Peringatan 200 Tahun Perjanjian Kutai-Belanda 1825: Kontrak 10 Pasal Tanpa Ada Konflik Bersenjata

DISKUSI - Diskusi Publik Peringatan 200 Tahun Perjanjian Kutai-Belanda 1825 di Kampus FKIP Universitas Mulawarman Samarinda, 8 Agustus 2025 / HO to Avnmedia.id
“Sebagai orang Kutai, saya merasa perlu meluruskan sejarah Kutai yang masih simpang siur di tengah masyarakat. Saya dan adik saya memfasilitasi Mas Sarip untuk menulis ulang sejarah ini dengan membuka akses lebih luas ke sumber arsip di ANRI dan sumber lisan dari para sepuh kerabat Sultan Kutai,” jelas Mawar.
Ia juga menyoroti bagaimana perjanjian Kutai-Belanda tahun 1825 bisa menjadi dasar pemikiran kritis bagi pemerintah pusat.

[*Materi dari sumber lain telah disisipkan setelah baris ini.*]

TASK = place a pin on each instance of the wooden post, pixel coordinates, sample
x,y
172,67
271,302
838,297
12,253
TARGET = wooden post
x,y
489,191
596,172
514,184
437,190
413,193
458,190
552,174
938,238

“Dulu, Kesultanan Kutai menjalin kerja sama dengan Belanda dalam bentuk kontrak. Tapi di era NKRI, hasil sumber daya alam Kaltim justru lebih banyak dinikmati di Jakarta. Masyarakat Kaltim sendiri justru banyak yang belum merasakan dampak pembangunan,” tegasnya.
Muhammad Sarip, sejarawan publik, menambahkan bahwa sejarah Kutai dan Kalimantan Timur selama ini kurang mendapat tempat dalam narasi sejarah nasional yang cenderung Jawa-sentris.
“Pemerintah pusat lebih menyoroti peringatan 200 tahun Perang Jawa atau Perang Diponegoro, yang dirayakan meriah di Jakarta selama sebulan penuh, dari 20 Juli sampai 20 Agustus 2025,” jelas Sarip.
Ia menuturkan, relasi Kutai dan Hindia Belanda diresmikan kali pertama pada 8 Agustus 1825. Saat itu, George Muller sebagai utusan Gubernur Jenderal Hindia Belanda datang ke Tenggarong untuk menandatangani perjanjian dengan Sultan Aji Muhammad Salihuddin.
“Isi perjanjian terdiri dari sepuluh pasal dan dibuat tanpa ada konflik bersenjata sebelumnya. Ini menunjukkan relasi yang tidak dilandasi oleh kekerasan,” terang Sarip.
Aji Muhammad Mirza Wardana menegaskan bahwa isi perjanjian Kutai-Belanda 1825 tidak mencerminkan bentuk penjajahan.